To achieve this, the consultation proposes that the Treasury take the power to repeal retained EU law relating to financial services. A Designated Activities Regime would be created, mirroring the current approach under the Regulated Activities Order, which would empower the regulators to make rules to replace retained EU law for specified activities (eg short selling and issuing securities) and potentially other activities in the future. The DAR represents a different kind of regulation where regulators make rules about how the designated activity must be carried out rather than requiring authorisation and generally applying those rules to the authorised firm.

The Treasury’s expectation is that the direct regulatory requirements in rulebooks would initially be similar to the equivalent requirements in the repealed legislation. However, the process of moving them off the statute books would allow the rules to be “properly tailored” to the UK and allow them to be updated more efficiently in the future. In some cases, the Treasury may specify policy considerations to which the regulators must have regards when making rules.

The Treasury does not think that the DAR approach would be suitable for financial market infrastructure, such as trade repositories, credit rating agencies, recognised investment exchanges and various entities related to payments and e-money. Instead, the Treasury believes there may be cases where it would be appropriate to bring FMIs within the FSMA authorisation framework. The Treasury is also considering granting the Bank of England more powers to make rules over central counterparties and central securities depositories.

Oversight

The consultation makes various suggestions for strengthening the engagement mechanisms that exist between Treasury, Parliament and the regulators. For example, the Treasury plans to set up a new statutory panel dedicated to supporting the development of the regulators’ cost-benefit analyses. The consultation specifically asks for views on whether it would be more appropriate for this panel to assess and challenge the regulator’s analysis on a pre- or post-publication basis.

Several of the suggestions formalise existing practices. For example, the consultation proposes requiring the FCA and PRA to publish and maintain a public version of their cost-benefit analysis framework and rule review framework. This is intended to ensure that there is a clear explanation for the cost-benefit analysis work conducted by regulators and systematise their evaluation of rules. The Treasury would also take on a new power to require the regulators to review existing rules (to be used in exceptional circumstances).

At least once a Parliament, the Treasury writes to the PRA’s Prudential Regulation Committee and FCA to make recommendations on issues related to matters of economic policy. The consultation proposes requiring the PRC and FCA to respond to these recommendations letters on an annual basis, covering their activity in the previous year.

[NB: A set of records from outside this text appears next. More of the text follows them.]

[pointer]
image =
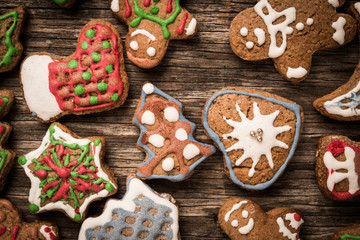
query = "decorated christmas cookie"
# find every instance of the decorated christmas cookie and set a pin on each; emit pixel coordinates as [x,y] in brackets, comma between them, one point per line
[12,227]
[93,79]
[256,131]
[242,219]
[67,173]
[167,137]
[338,167]
[11,49]
[141,214]
[152,24]
[290,32]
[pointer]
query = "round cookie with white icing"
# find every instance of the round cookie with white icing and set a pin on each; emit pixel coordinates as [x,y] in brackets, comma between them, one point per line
[257,132]
[290,32]
[167,137]
[243,219]
[152,24]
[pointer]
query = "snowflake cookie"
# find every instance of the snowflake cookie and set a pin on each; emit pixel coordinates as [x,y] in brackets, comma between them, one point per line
[290,32]
[167,137]
[334,154]
[13,227]
[93,79]
[243,219]
[152,24]
[256,131]
[141,214]
[67,173]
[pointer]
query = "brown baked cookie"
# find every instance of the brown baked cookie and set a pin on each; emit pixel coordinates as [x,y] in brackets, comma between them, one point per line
[334,155]
[243,219]
[256,131]
[152,24]
[13,227]
[351,232]
[67,173]
[93,79]
[11,49]
[290,32]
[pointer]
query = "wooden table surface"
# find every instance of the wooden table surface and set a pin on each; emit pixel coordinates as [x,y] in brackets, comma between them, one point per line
[191,71]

The Treasury also suggests requiring the regulators to consider the potential impact on deference arrangements (including equivalence) and assess compliance with trade agreements when making rules and setting supervisory approaches.

Other proposals include:

  • requiring the FCA and PRA to notify the relevant Parliamentary committee when they publish consultations
  • requiring the FCA and PRA to respond to Parliament regularly and respond to letters and questions from parliamentarians
  • placing the FCA’s Listing Authority Advisory Panel and the PRA Practitioner Panel’s insurance sub-committee on a statutory footing, in line with the PRA’s and FCA’s other panels.

Next steps

The consultation closes on 9 February 2022.